Gli studi condotti sull’argomento dall’Università di Barcellona, e riportati su Frontiers, hanno evidenziato una maggiore possibilità di sviluppare forme di demenza nei soggetti anziani costretti a vivere da soli.
Nel 2013, un’analisi condotta su oltre 6.000 anziani che avevano preso parte all’English Longitudinal Study of Aging (Elsa), aveva mostrato come le persone con meno contatti e attività sociali all’inizio dello studio riportavano un declino più accentuato delle funzioni cognitive (in termini di fluidità verbale e capacità di memoria).
DEPRESSIONE ESTIVA: LA SUMMERTIME SADNESS
Non solo il cervello, anche il cuore ne risente
Una meta-analisi dell’Università di York, nel Regno Unito, condotta su oltre 180 mila persone, riporta come la solitudine e l’isolamento sociale sarebbero legati a un aumento del 29% del rischio di infarto o angina e del 32% del rischio di ictus.
Le motivazioni andrebbero ricercate nelle abitudini di vita che spesso si accompagnano alla solitudine: quando si è soli si mangia male, magari si fuma tanto, si pratica meno attività sportiva.
Cosa fare quindi?
Se abbiamo un parente, molto spesso anziano, costretto alla solitudine per varie cause, magari difficoltà fisiche o perché vive in un altra città, possiamo quindi cercare di far qualcosa per lenire il suo stato di isolamento, così da prevenire gravi conseguenze sulla sua salute, sia fisica sia cognitiva.
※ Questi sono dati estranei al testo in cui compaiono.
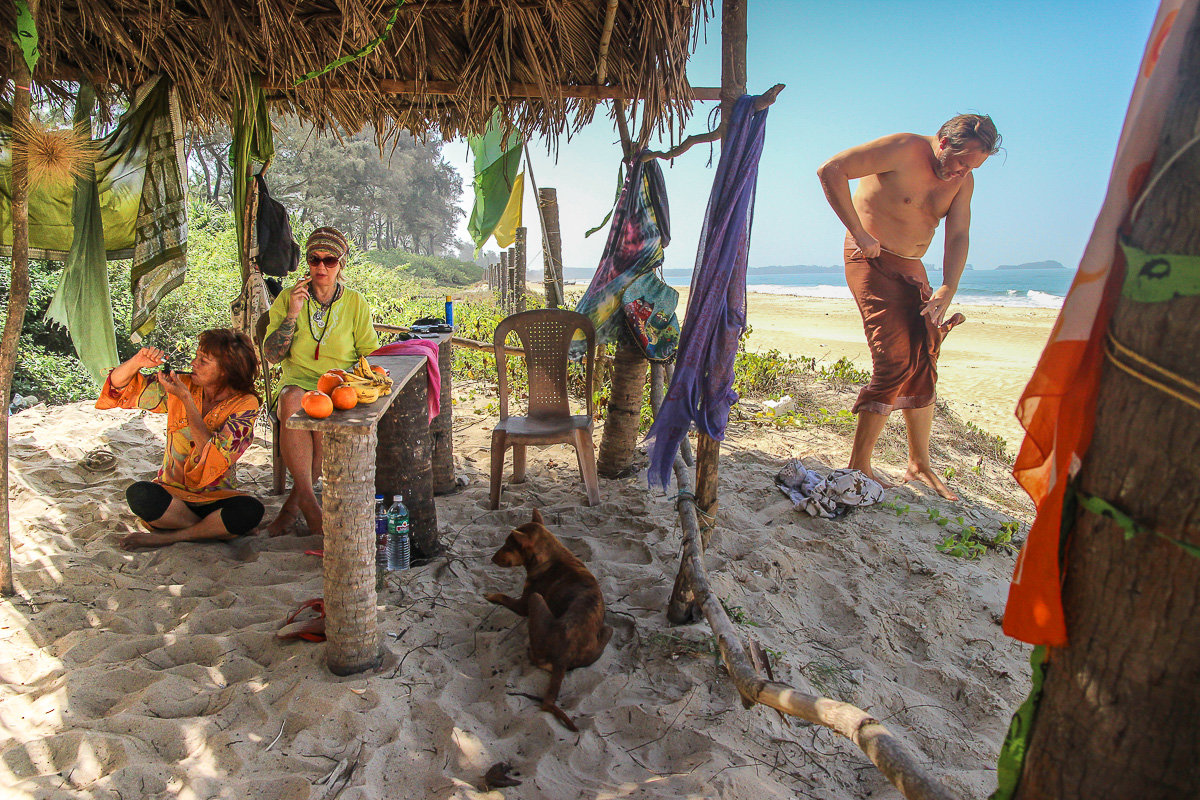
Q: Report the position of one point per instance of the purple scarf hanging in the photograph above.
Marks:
(702, 388)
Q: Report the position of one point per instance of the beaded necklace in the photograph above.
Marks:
(319, 317)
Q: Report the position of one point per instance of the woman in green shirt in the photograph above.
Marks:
(315, 326)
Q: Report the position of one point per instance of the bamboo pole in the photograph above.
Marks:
(460, 92)
(551, 247)
(520, 270)
(881, 747)
(610, 17)
(18, 300)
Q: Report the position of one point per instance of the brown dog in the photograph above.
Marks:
(563, 603)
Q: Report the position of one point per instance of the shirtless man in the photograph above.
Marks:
(907, 184)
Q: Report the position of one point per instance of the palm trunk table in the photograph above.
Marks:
(351, 477)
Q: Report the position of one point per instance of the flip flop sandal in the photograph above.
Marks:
(311, 630)
(99, 461)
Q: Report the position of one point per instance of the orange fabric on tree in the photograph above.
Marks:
(1059, 403)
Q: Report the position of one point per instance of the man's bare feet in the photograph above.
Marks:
(141, 539)
(930, 479)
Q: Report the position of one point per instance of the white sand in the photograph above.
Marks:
(156, 673)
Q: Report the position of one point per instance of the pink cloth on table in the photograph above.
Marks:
(429, 348)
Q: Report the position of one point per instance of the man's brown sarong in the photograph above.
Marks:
(889, 292)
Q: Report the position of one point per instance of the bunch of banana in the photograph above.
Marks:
(367, 384)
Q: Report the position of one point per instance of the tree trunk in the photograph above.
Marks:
(624, 417)
(18, 300)
(1120, 704)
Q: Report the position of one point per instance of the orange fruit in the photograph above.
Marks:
(345, 397)
(329, 382)
(317, 404)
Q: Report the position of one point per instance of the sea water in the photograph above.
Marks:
(1017, 288)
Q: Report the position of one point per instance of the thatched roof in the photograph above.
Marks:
(442, 70)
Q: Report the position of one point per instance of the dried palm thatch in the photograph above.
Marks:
(442, 71)
(55, 156)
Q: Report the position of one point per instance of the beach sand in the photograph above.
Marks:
(157, 673)
(984, 366)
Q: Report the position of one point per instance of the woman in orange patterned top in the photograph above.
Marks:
(210, 421)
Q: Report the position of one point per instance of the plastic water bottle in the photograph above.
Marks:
(381, 540)
(397, 535)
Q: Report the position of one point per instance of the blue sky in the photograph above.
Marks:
(1054, 76)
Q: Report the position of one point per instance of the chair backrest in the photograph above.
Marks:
(546, 337)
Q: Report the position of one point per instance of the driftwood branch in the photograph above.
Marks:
(454, 90)
(765, 100)
(885, 750)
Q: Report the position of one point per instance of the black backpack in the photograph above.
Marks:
(277, 251)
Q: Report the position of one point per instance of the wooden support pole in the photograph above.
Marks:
(733, 85)
(504, 91)
(351, 617)
(18, 301)
(405, 462)
(503, 278)
(521, 288)
(624, 414)
(551, 247)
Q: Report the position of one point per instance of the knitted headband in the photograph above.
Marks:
(329, 240)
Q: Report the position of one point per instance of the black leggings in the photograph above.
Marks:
(239, 513)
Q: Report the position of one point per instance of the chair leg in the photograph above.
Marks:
(587, 455)
(519, 463)
(497, 474)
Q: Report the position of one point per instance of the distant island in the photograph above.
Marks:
(1033, 265)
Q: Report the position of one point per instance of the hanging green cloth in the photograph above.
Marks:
(143, 205)
(497, 158)
(252, 142)
(82, 302)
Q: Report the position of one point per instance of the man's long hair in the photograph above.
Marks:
(235, 354)
(971, 128)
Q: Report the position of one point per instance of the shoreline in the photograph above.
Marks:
(983, 368)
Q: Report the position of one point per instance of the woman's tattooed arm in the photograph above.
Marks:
(279, 343)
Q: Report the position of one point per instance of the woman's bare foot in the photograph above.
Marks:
(930, 479)
(282, 523)
(312, 517)
(142, 539)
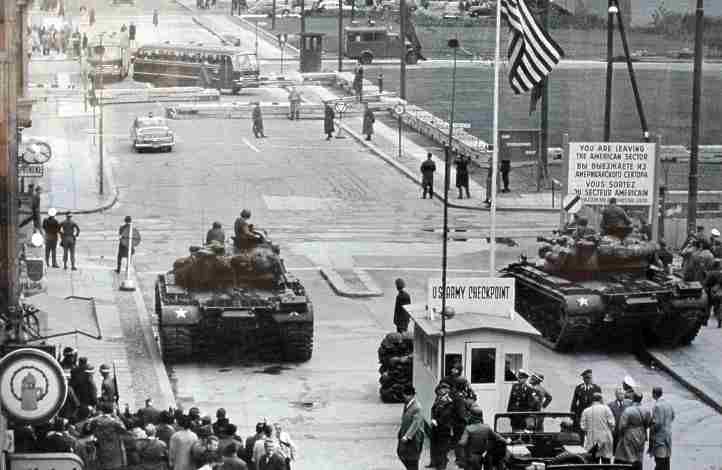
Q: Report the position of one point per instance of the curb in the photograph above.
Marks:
(697, 389)
(339, 286)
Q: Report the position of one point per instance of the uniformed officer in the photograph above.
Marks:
(583, 395)
(479, 445)
(520, 398)
(541, 397)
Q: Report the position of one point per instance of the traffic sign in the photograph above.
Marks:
(31, 171)
(572, 203)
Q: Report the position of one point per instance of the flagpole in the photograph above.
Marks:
(495, 140)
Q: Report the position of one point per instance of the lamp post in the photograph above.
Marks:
(453, 44)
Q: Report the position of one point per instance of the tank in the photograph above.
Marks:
(605, 292)
(235, 305)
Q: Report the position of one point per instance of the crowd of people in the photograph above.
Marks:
(91, 425)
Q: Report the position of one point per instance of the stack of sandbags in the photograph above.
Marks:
(396, 358)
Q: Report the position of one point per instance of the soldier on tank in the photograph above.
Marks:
(615, 221)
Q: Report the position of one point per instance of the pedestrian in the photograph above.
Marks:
(541, 398)
(51, 227)
(328, 117)
(520, 399)
(713, 284)
(401, 318)
(411, 432)
(179, 447)
(597, 422)
(131, 34)
(257, 117)
(615, 220)
(294, 102)
(462, 175)
(442, 422)
(660, 431)
(583, 394)
(428, 167)
(633, 424)
(216, 234)
(505, 169)
(368, 122)
(479, 446)
(34, 216)
(69, 232)
(125, 239)
(358, 81)
(618, 405)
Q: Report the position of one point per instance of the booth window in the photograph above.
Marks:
(512, 363)
(483, 361)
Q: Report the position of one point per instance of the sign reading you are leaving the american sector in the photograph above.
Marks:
(599, 171)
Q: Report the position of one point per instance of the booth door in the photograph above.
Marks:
(490, 369)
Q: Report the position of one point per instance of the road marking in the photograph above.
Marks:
(253, 147)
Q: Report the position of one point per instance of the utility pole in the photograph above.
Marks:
(696, 96)
(402, 39)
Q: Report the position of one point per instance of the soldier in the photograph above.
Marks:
(51, 227)
(108, 392)
(521, 398)
(257, 117)
(442, 421)
(427, 176)
(541, 397)
(615, 221)
(583, 394)
(479, 445)
(368, 122)
(401, 318)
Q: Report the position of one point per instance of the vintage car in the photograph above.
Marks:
(545, 440)
(151, 133)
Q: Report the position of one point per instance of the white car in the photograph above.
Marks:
(151, 133)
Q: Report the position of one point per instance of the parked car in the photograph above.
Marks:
(149, 132)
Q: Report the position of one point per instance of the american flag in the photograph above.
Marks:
(532, 52)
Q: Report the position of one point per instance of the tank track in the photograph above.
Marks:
(297, 341)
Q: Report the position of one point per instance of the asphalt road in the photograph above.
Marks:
(333, 204)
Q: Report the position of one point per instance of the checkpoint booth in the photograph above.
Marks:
(485, 334)
(311, 50)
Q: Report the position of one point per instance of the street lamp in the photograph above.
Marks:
(453, 43)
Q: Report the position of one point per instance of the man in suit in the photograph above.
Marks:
(618, 405)
(411, 432)
(583, 395)
(660, 433)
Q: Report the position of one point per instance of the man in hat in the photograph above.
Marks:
(411, 431)
(479, 446)
(520, 398)
(583, 394)
(541, 398)
(442, 422)
(108, 392)
(51, 227)
(401, 318)
(597, 422)
(69, 232)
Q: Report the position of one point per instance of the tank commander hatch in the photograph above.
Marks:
(615, 221)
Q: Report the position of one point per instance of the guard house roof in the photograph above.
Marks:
(469, 322)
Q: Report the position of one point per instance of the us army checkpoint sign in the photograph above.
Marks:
(488, 295)
(602, 170)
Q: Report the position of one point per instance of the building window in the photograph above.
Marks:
(483, 362)
(512, 363)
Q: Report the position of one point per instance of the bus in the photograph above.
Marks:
(113, 64)
(230, 68)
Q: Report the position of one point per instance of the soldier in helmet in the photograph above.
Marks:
(479, 446)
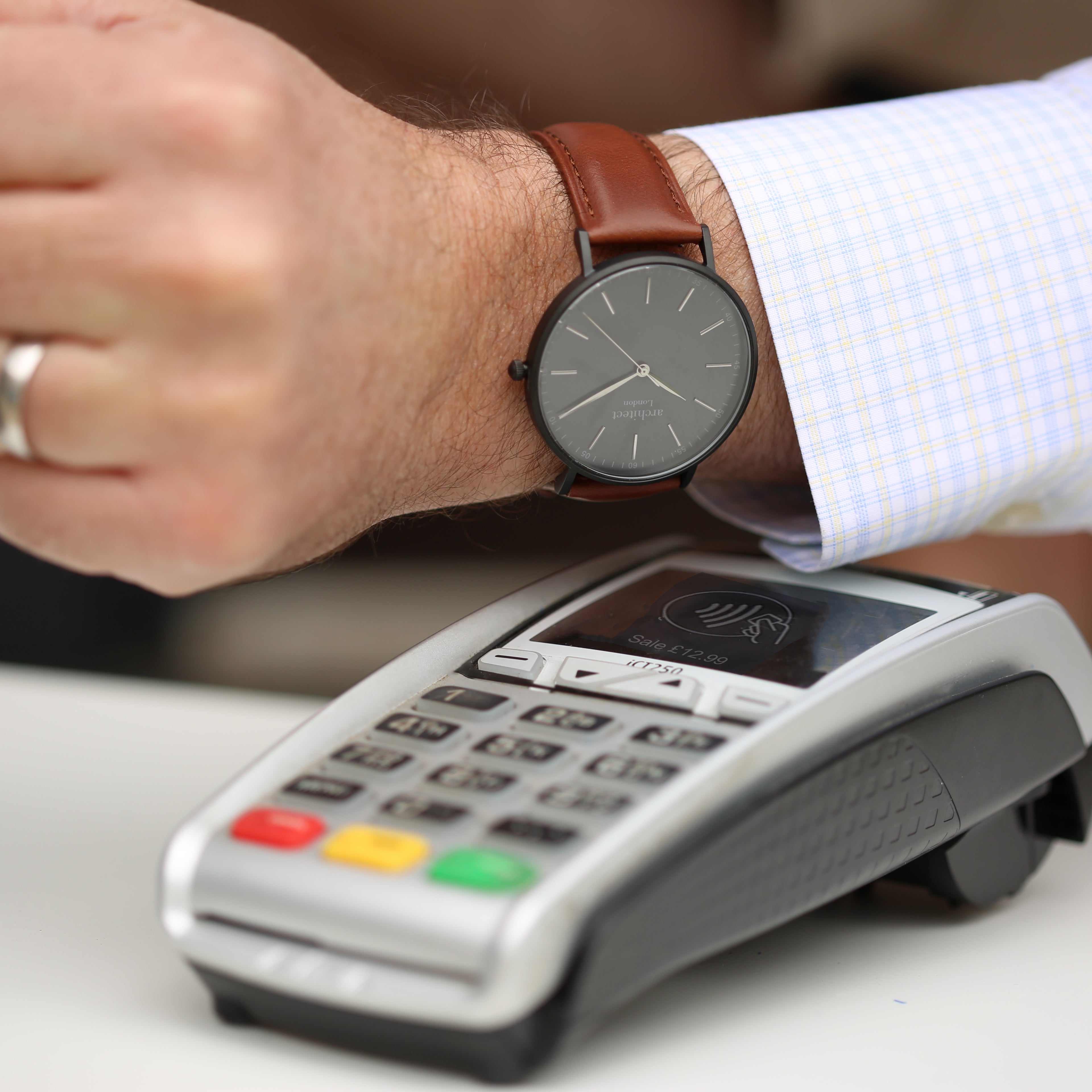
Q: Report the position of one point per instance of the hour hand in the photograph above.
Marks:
(599, 395)
(665, 387)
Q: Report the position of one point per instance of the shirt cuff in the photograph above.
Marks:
(926, 268)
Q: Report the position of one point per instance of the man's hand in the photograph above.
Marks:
(274, 315)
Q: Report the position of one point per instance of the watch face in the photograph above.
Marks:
(642, 369)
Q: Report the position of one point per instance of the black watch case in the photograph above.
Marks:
(640, 369)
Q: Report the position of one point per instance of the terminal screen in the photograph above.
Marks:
(781, 633)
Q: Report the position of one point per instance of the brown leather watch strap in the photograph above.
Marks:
(587, 490)
(622, 188)
(623, 193)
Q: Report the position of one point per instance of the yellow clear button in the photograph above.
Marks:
(390, 851)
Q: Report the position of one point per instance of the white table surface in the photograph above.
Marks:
(867, 994)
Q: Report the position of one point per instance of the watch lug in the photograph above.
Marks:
(707, 248)
(564, 483)
(585, 249)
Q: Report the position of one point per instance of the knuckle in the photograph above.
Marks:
(225, 119)
(222, 264)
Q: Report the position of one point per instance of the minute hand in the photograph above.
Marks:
(599, 395)
(609, 338)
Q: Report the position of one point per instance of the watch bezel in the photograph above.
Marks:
(577, 288)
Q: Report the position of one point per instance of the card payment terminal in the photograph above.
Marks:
(473, 857)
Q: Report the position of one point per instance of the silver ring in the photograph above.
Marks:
(20, 362)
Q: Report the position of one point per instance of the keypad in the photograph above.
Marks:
(471, 779)
(532, 830)
(423, 729)
(559, 717)
(415, 806)
(597, 802)
(496, 783)
(519, 750)
(637, 771)
(683, 740)
(377, 759)
(324, 789)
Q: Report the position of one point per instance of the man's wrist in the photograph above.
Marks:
(512, 232)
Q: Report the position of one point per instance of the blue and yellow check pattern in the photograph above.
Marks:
(926, 266)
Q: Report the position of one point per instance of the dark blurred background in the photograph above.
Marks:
(648, 65)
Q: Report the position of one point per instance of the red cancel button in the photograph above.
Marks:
(287, 830)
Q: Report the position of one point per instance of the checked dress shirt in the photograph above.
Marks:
(926, 266)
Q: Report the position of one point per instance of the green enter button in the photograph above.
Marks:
(484, 870)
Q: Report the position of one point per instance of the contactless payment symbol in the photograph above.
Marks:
(757, 619)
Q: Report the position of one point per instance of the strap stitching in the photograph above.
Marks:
(668, 182)
(576, 171)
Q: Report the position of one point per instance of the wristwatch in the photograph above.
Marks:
(645, 364)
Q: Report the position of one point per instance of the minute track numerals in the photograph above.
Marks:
(642, 369)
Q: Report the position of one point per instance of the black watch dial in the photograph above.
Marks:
(642, 371)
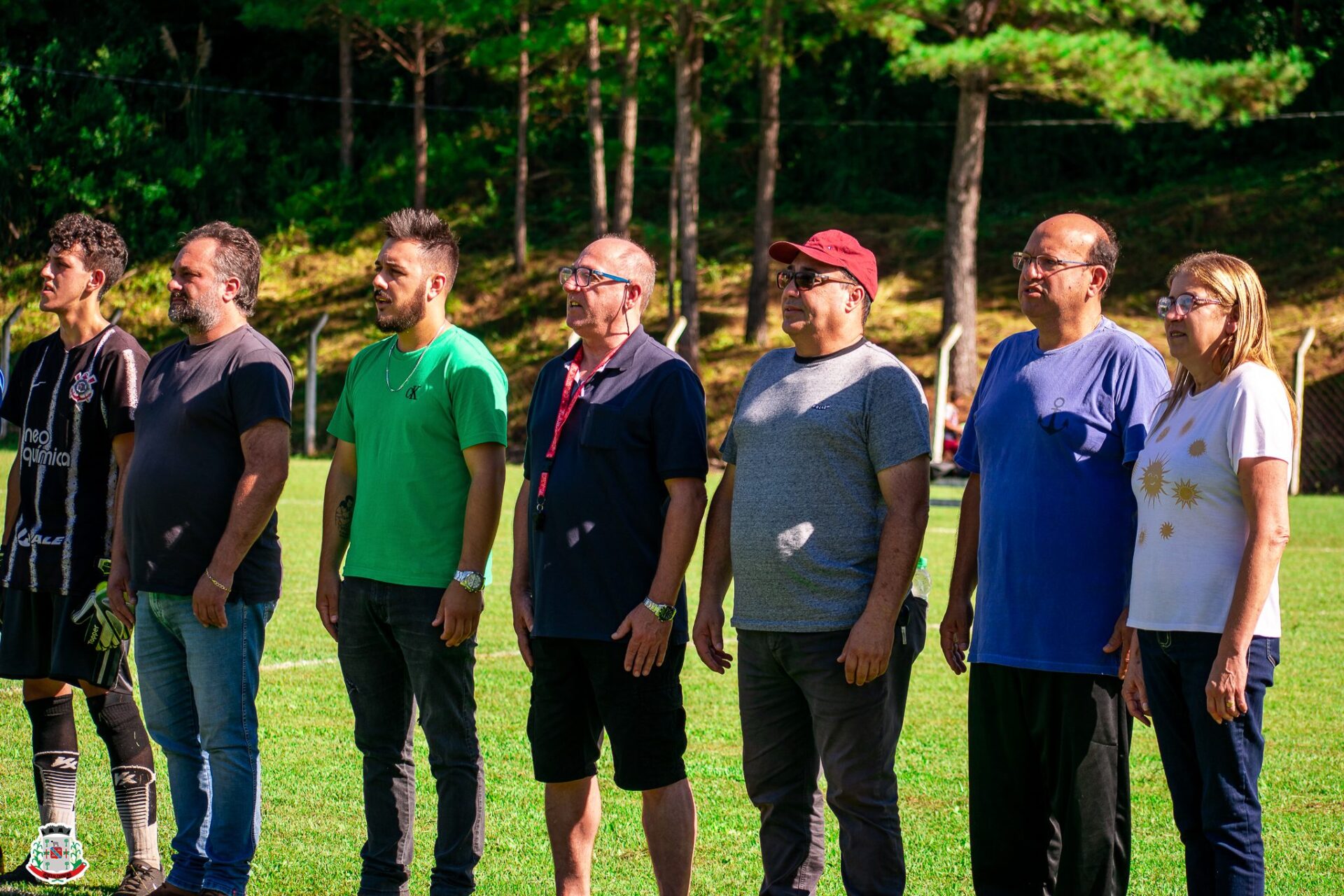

Se invece la solitudine è un problema che ci riguarda da vicino, il nostro compito è quello di comprendere cos’è che lo stia causando, forse un nostro disagio nel coltivare relazioni sociali, alcune nostre paure o fobie, problemi d’ansia o dinamiche di altro genere.
Parlarne con uno psicologo, per iniziare, potrà solo far bene.